Abstract
FULL-malaria is a database for a full-length-enriched cDNA library from the human malaria parasite Plasmodium falciparum (http://133.11.149.55/). Because of its medical importance, this organism is the first target for genome sequencing of a eukaryotic pathogen; the sequences of two of its 14 chromosomes have already been determined. However, for the full exploitation of this rapidly accumulating information, correct identification of the genes and study of their expression are essential. Using the oligo-capping method, we have produced a full-length-enriched cDNA library from erythrocytic stage parasites and performed one-pass reading. The database consists of nucleotide sequences of 2490 random clones that include 390 (16%) known malaria genes according to BLASTN analysis of the nr-nt database in GenBank; these represent 98 genes, and the clones for 48 of these genes contain the complete protein-coding sequence (49%). On the other hand, comparisons with the complete chromosome 2 sequence revealed that 35 of 210 predicted genes are expressed, and in addition led to detection of three new gene candidates that were not previously known. In total, 19 of these 38 clones (50%) were full-length. From these observations, it is expected that the database contains ∼1000 genes, including 500 full-length clones. It should be an invaluable resource for the development of vaccines and novel drugs.
INTRODUCTION
Malaria is the most devastating parasitic disease in the world; it kills two million people every year. Thus, the causative agent, Plasmodium falciparum, has been the first target for genome sequencing of a eukaryote pathogen. Its 30 Mb genome with an unusually high AT content (80%) is divided into 14 chromosomes, for two of which the complete nucleotide sequence has already been deciphered (1,2) and the rest will be determined within a few years.

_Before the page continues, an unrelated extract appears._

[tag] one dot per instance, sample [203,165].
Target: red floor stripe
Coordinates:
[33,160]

This parasite has a quite complex life cycle: a sexual stage in mosquitoes and an asexual stage in humans, with proliferation first in hepatocytes and then in erythrocytes. Analysis of gene expression at different stages is critical in understanding how this organism has adapted to two hosts.
Recently we have developed the ‘oligo-capping’ method to produce full-length enriched cDNA libraries (3,4). Briefly, it first replaces the cap structure at the 5′-end of eukaryotic mRNA with a synthetic RNA oligo primer, then uses an oligo–dT primer for production of cDNA with reverse transcriptase. After amplification by PCR using 5′- and 3′-end primers, cDNAs are digested with restriction enzymes and ligated to a vector in a directional manner. Though a huge clone has thereby been cloned from human tissue (4), large transcripts may be under-represented in the library, and 3′-end truncated clones may be included.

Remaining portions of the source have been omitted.